Ririn Radiawati Kusuma – Tony Wenas, the vice chairman of the Indonesian Mining Association, said on Sunday that he was worried a union decision to extend its three-month strike at the Freeport mine in Papua would hurt the country's investment climate.

Juli Parorrongan, a union spokesman, was on Saturday quoted by Bloomberg as saying that the workers would continue their strike until at least Jan. 15. He said they had informed the manpower authority in Papua of the decision on Dec. 5.

About 8,000 of the 12,000 workers at the Grasberg mine, one of the largest copper and gold mines in the world, have been on strike since Sept. 15 seeking higher wages. The mine is owned by Freeport Indonesia, a subsidiary of US miner Freeport-McMoRan.

Tony, who until recently was president director of International Nickel Indonesia, a nickel mining company, said he was worried the strike could "spread to other mining companies."

The worst outcome, he said, would be if workers at manufacturing companies also started following suit. He said that apart from regulatory uncertainty, labor issues were key factors for investors in deciding whether to bring their money to Indonesia.

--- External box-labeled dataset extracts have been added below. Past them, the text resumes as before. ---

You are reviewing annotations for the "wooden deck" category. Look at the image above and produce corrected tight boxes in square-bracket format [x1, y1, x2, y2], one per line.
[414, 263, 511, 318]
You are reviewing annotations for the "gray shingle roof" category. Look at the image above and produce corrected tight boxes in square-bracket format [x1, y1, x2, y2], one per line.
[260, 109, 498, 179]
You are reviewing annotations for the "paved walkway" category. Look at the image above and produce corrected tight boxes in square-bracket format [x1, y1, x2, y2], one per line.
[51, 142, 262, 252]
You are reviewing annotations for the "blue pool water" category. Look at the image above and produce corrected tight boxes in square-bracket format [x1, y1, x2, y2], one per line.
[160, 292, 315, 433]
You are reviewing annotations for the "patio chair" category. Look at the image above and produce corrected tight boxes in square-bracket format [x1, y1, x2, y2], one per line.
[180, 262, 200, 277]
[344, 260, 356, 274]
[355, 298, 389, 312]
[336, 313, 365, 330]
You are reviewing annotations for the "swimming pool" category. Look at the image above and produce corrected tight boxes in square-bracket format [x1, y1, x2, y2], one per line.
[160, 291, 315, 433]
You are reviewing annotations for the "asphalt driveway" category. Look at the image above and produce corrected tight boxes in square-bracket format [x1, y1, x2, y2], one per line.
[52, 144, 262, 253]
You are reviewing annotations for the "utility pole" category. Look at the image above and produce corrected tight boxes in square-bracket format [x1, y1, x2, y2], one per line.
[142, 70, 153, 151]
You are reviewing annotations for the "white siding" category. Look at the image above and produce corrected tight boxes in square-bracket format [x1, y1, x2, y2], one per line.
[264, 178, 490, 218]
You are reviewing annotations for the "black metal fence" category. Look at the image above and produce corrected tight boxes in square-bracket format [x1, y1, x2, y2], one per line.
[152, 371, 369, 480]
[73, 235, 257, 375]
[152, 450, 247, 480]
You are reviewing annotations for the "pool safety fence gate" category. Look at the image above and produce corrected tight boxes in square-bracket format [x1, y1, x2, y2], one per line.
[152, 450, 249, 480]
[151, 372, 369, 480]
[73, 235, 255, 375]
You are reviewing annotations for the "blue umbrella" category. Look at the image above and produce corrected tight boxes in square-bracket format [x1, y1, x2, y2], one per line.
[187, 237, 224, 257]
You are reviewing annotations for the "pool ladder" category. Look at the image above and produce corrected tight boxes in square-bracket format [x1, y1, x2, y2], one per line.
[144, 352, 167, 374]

Juli was quoted as saying that workers "want to encourage further discussion aimed at settling the problem as soon as possible." He added that an agreement would immediately end the strike.

The Grasberg workers originally demanded a pay increase to $30 to $200 an hour, from $1.50 to $3 an hour. Their demand has since fallen to $7.50 an hour. The company has so far only be en willing to raise salaries by 35 percent over two years.

Freeport Indonesia spokesman Ramdani Sirait told the Jakarta Globe in a text message on Sunday that a 20-kilometer concentrate pipeline from mining sites to the port had been damaged during the strike, causing Freeport to be unable to deliver concentrate to a firm that processes it in Gresik, East Java. "We still can't deliver the material to the port," he said.

The strike caused Freeport to declare force majeure at the end of October on concentrate shipments from Grasberg because it couldn't fulfill certain contractual obligations. Grasberg is currently operating at about 5 percent of its daily 230,000 metric ton capacity because of the work stoppage, a mi ning official has said.